Headshot of Cassandra Osei

Student Spotlight | April 2015

Major: I’m in my fifth and final year at KU, and double major in History and Latin American & Caribbean Studies.

Describe your work in a few sentences that we can all understand: My current research focuses on the University of California affirmative action admission controversy of the eighties and nineties. I argue that through the construction of a multiethnic coalition arguing for merit and colorblind admissions, anti-affirmative action proponents feasibly repackaged anti-black stereotypes, dating from the Reconstruction era, into their rhetoric without much notice from Americans.

Q: Who mentors your project?

A: My mentor is Dr. Clarence Lang, Associate Professor of African & African American Studies and American Studies. Dr. Kim Warren, Associate Professor of History, advised my first Undergraduate Research Award project, and I extended it with Dr. Lang into another project for the McNair Scholars Program’s Summer Research Internship. My current project was initiated in summer 2014, and advised by Dr. Sundiata ChaJua, Associate Professor of African & African American Studies and History at the University of Illinois at Urbana-Champaign. Dr. ChaJua also advised Dr. Lang’s dissertation at UIUC, so it was cool to see a kind of “continuity” during my research projects.

 

Q: What surprised you about doing research?

A: What initially surprised me about doing research is how far your research can take you. By the time I finished my research on black feminist activism and black feminist scholarship, I was able to make transnational links to Brazilian black feminism, and I conducted another research project when I studied abroad in Brazil. By starting one research project, you begin with one central question, but as you move along with your research, more questions unravel. In short, once you start, you can’t stop.

 

Q: What do you like most about your research?

A: My research is personal and political. For me, the draw of studying history is that I’m able to have a more comprehensive understanding of my place in society and our current political moment. I am the child of Ghanaian immigrants, a first-generation college student, and a Black woman, and as a child I felt left out in media and most cultural narratives. The intersections of my identities were typically obscured from the history I was taught K-12, and grew up with a kind of shame I didn’t begin to articulate until, as a fifth grader, I was assigned to do a research project on Ida B. Wells. I view that research project as an intervention, because through the work I conducted at the public library, I had access to history books and journal articles telling a different narrative that empowered me rather than shamed me.

As a researcher, not only do I now have the ability to see myself in history, but I also have tangible proof.
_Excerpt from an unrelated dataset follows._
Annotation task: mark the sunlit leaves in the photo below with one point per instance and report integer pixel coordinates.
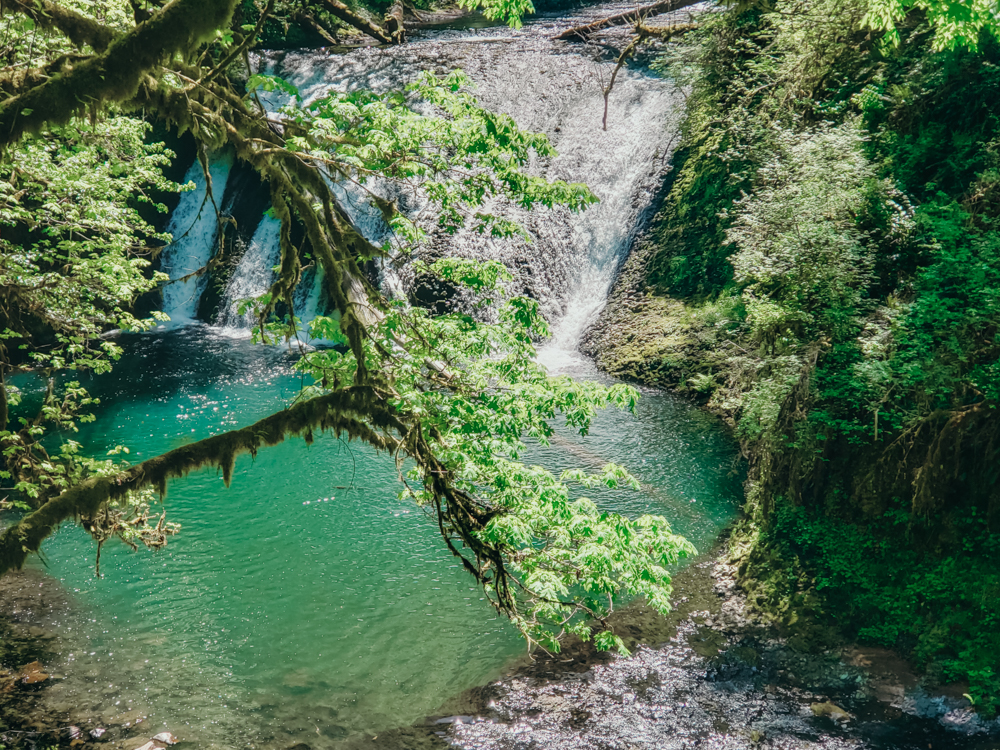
(956, 23)
(482, 396)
What I love about history is that it isn’t really past, but is living: the past always reverberates into the present. Despite the claims of some that we live in a “post-racial” world, the way we talk and discuss racism demonstrates that we clearly are not “post-racial” or “colorblind.” My research demonstrates that language, even when repackaged, can hold racist sentiments and have negative consequences if assumptions and biases are not routinely interrogated. 

 

Q: What advice would you give to a friend wanting to get involved in research?
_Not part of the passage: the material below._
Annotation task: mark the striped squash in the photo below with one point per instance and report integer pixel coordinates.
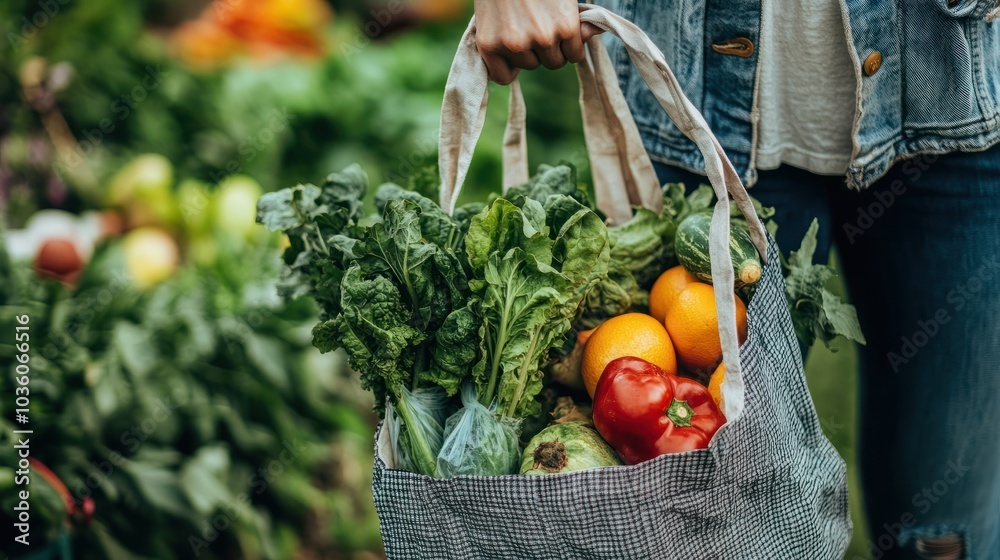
(691, 246)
A: I think what prevents many undergraduates from doing research is the assumption that they need to work in a lab, be affiliated with the Honors Program, or have lots of credentials to even start thinking about doing research. This is not true. Despite already having the obligation to do research as a McNair Scholar, the program demystified the initiation process by informing us that the only necessity to begin was to think of a research idea and talk to a faculty mentor about it. I already had my idea in mind, and I e-mailed Dr. Warren about it, and that’s how it came to fruition. When I saw Dr. Lang sit on a panel for a presentation, I went up to him afterwards and asked him to be mentor for my summer research project; he said yes. I think doing research becomes easier once you realize that faculty don’t bite: they really want to help you be successful and enjoy working with students. My advice is to just do it: even if you don’t have a fully formed idea, talk about it to a faculty mentor and it will eventually become a research project. Don’t be afraid of your potential and future success.



 

Q: How do you spend your time when you’re not working on your research?

A: If I’m not busy with research or coursework obligations, I’m probably playing video games, watching cartoons, enjoying history or fashion blogs, or wishing I was back in Brazil.